December 28:
A string of robberies and three Uighurs’ murder of two Han Chinese in Taiyuan, Shanxi has provoked the Han community and led to online death threats against Uighurs, Japan’s Kyodo News Service reports. Taiyuan police are already on high alert and the situation in Xinjiang remains very tense. The Information Centre for Human Rights and Democracy in Hong Kong reports that Uighurs are particularly agitated because Internet access has been cut off since interethnic riots rocked Urumqi nearly seven months ago. Over the October 1st National Day holiday, Xinjiang authorities had announced a resumption of service but it has still not materialized.
January 2:
Hong Kong Police and the territory’s legislature, The Legislative Council, have launched an investigation into accusations that plainclothes mainland officers dragged protesters and journalists into the mainland during a protest at the border last week. Mainland police detained four protesters and two journalists from Hong Kong’s Ming Pao daily for three hours after a protest at the Lo Wu immigration control point in support of jailed dissident Liu Xiaobo. Lawmakers condemned Hong Kong police for failing to stop mainland public security officers from dragging protesters across into the Shenzhen side of the border bridge. The Ming Pao and the Apple Daily, which published photographs of the incident, were both contacted by Hong Kong police, the South China Morning Post reports.
January 4:
China has expanded its anti-piracy mission in the Gulf region according to a statement released on China's Ministry of National Defense website. China's naval escort route in the pirate prone Gulf of Aden was further extended 50 nautical miles eastward. Deputy transport minister, Xu Zuyuan, also said China has reissued a notice requiring Chinese shipping enterprises and crews to enhance precautionary efforts against pirates, China’s official Global Times reports. Last week a band of Somali pirates split a $4 million ransom to release a Chinese cargo ship, the De Xin Hai, and its 25 sailors after two months in captivity, AP reports. By contrast, the official Xinhua News Agency said the ship and crew were under the protection of a Chinese naval fleet after an “early morning rescue.”
January 5:
According to a study conducted by Wuhan University, Chinese college students spend more than $100 million every year for ghost-written academic papers; a number that has grown five-fold in the past three years. Chinese academics and students often buy and sell papers to swell publications lists or earn needed cash. Others mass-produce scientific papers in order to get grant funding. Chinese universities require academic publication for degrees and promotions but lack a standardized or enforceable academic code of conduct. There are signs a crackdown might be coming: two lecturers were sacked last month for falsifying 70 papers in two years, the BBC reports. In the meantime, while China ranks second behind the U.S. by number of academic papers published, academic fraud continues to undermine China’s innovative potential.
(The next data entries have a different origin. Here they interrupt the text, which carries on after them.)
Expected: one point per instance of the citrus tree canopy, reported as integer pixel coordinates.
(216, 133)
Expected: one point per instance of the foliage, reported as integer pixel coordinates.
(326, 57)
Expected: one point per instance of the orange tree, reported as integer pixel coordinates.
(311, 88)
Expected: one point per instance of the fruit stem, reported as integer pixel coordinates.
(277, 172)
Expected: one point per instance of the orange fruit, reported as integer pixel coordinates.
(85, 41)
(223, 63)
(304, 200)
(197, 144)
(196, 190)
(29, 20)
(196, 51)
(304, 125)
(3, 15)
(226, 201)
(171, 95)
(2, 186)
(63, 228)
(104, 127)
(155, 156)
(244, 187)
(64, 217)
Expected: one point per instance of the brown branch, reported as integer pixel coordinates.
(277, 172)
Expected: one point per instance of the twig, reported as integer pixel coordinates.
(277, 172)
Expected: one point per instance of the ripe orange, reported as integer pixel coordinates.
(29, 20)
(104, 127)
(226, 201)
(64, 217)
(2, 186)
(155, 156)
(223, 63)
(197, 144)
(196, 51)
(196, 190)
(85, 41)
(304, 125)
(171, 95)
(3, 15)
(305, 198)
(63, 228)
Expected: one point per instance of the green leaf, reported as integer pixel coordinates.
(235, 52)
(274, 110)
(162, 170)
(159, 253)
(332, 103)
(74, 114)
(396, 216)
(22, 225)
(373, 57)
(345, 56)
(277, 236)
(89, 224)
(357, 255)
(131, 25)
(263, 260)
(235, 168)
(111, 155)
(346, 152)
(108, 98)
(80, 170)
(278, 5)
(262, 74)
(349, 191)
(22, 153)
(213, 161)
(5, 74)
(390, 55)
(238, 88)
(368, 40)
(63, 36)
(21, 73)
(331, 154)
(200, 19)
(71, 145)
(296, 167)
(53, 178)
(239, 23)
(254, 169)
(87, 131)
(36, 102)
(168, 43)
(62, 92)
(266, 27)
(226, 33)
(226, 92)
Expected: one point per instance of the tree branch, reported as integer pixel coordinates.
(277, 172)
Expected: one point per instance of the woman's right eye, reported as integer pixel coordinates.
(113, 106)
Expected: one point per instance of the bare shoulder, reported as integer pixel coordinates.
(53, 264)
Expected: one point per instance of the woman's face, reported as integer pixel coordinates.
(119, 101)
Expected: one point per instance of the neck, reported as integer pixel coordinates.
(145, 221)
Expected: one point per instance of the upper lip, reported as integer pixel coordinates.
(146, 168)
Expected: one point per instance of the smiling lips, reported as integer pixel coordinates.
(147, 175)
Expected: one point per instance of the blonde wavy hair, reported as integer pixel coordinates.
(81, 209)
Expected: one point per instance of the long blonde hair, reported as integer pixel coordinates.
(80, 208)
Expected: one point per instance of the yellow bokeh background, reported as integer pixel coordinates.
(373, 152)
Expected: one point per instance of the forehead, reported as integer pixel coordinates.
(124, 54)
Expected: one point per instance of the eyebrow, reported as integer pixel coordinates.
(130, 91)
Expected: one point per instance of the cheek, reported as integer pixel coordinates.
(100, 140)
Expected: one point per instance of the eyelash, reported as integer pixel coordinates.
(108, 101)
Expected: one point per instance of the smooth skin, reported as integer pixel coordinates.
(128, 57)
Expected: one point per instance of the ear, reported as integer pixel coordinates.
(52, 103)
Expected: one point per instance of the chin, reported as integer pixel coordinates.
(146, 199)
[Editor’s Note: Many American academic institutions including the University of California, Los Angeles require students submit their work to an online system called Turn-It-In. The system compares each paper with all others within the database and online sources. This system has contributed mightily to the identification and elimination of academic fraud in U.S. universities.]
January 6:
China's largest gas supplier, Australian natural gas company Woodside, has announced the end of a $40.4 billion agreement with state-run PetroChina singed in 2007. The agreement would have seen Woodside supply 2 to 3 million tons of liquefied natural gas per year to China over a 20 years period. It was unclear which side initiated the termination. China has suffered severe gas shortages since November and PetroChina was forced to purchase 65,000 tons of gas at market prices this month to cope with peak demand. Given China’s state-subsidized fuel prices, this purchase instantly cost the company more than 60 million yuan, Shanghai Securities News reports. It only produces around 70-80 billion tons of natural gas a year, an insufficient sum to meet domestic demand of 100-120 billion tons. The Global Times reports that to diversify gas supplies China has secured contracts with Russia's Gazprom, has helped fund the massive 1,833-kilometer pipeline that opened last month connecting Xinjiang with Turkmenistan, Uzbekistan, and Kazakhstan, and has pushed forward with gas pipelines from Burma.